Why Register a Class 13 Trademark?
When you register your intellectual property (IP) as a trademark, you claim it as an essential, unique part of your brand. Infringement is when another company imitates those aspects in a way likely to cause customer confusion. Having a trademark will let you combat infringement in court. Names, branding, packaging, and individual products can all be registered this way.
Note, however, that you can only fight cases of infringement within your trademark class. Thus, if you register a class 13 trademark, you won’t be able to take a car company to court for having the same name as your business. That’s why choosing the right trademark class to register under is so important.
Many IP holders choose to file under multiple trademark classes. This has the advantage of allowing you to cover multiple bases, especially if you plan on expanding your brand down the line. However, it’s also significantly more expensive than filing under a single trademark class. Additionally, USPTO will reject proposals that seem engineered to game the system by applying to obviously inapplicable trademark classes.
What are Class 13 Goods?
Class 13 is a goods-based trademark class. This means that if your company offers any type of service, you’ll want to register elsewhere as well.
The goods included under trademark class 13 fall into just a few different categories:
Weapons and Ammunitions
All forms of personal firearms and ammunitions fall under class 13. This includes unconventional and non-lethal munitions, such as rubber bullets. It also includes firearm parts, including cosmetic accessories.
In addition to firearms, many types of explosives fall under the class 13 trademark category. Essentially, any sort of explosive with military applications, such as missiles or hand grenades, will be trademarked under this class.
Fireworks and other pyrotechnic devices are class 13 trademark goods. This includes explosive illuminants like flares or fog signals.
Some non-military explosives also count as class 13 trademark goods. Mining explosives, for example, should be registered under this class of trademark. Note that this includes the individual parts and pieces of explosive devices, such as blast caps or fuses.
Because there are so many specific products and goods covered under the class 13 category, it is common for IP holders to make mistakes in registering their trademarks. For that reason, the USPTO lists certain other classes as “coordinated.” This simply means that IP holders registering under one category should consider also registering under another.
For class 13 trademark goods, the coordinated classes are:
- Class 28 (Games and Sporting Goods).

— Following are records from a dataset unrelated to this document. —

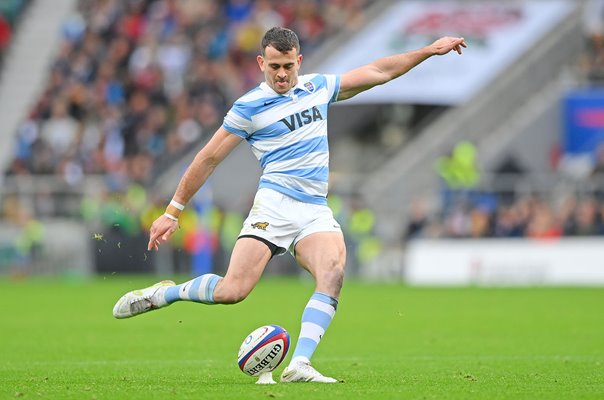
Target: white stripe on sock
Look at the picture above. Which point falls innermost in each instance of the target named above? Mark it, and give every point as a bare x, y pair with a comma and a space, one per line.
319, 305
312, 331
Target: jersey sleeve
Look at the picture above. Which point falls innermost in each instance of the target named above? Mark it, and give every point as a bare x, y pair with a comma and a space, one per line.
333, 87
238, 121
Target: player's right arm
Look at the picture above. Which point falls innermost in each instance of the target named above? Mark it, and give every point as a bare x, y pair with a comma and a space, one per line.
204, 163
386, 69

Accessories for hunting firearms frequently straddle the line between class 13 and 28. For that reason, it’s a good policy for the producers of such goods to file under both.
- Class 35 (Advertising Businesses and Services). If your business has a significant advertising or branding component, you might consider filing those aspects of your brand under class 35.
- Class 42 (Science and Technology Services). Many weapons and pyrotechnics manufacturers are also paid for their research services and should file under class 42.
- Class 45 (Legal and Security Services). If your business has a private security component, don’t forget to file under class 45 as well.
Fortunately, if you forget to file under one or more classes, it’s easy to add more later.
Maintaining your Trademark
Once you’ve applied for a class 13 trademark, you’ll need to take the time to maintain it. This means answering challenges to your trademark as they arise. Needless to say, having an experienced trademark lawyer will make this step much easier.
In addition to what we usually think of as infringement, your trademark gives you protection from a variety of unfair business practices. These include counterfeiting, unauthorized reselling, and many other types of false representation.
Note, however, that some uses of your trademarked materials are still protected under the law. This is called “Fair Use.” It refers to practices that are unlikely to result in confusion on the part of the consumer. They include many types of nominal use (saying the name of your product), as well as comparative use and parody. If you are unsure of whether or not another’s use of your IP is fair or not, talk to your trademark lawyer.
Applying for a trademark is a huge step for any business. That’s why it’s important to prepare as much as you can beforehand. At best, mistakes during the trademark registration process will waste your time and money—at worst, they can prevent you from holding intellectual property vital to your business. By making careful plans, informing yourself, and contacting a trademark lawyer beforehand, you can negotiate this difficult legal area to your company’s benefit.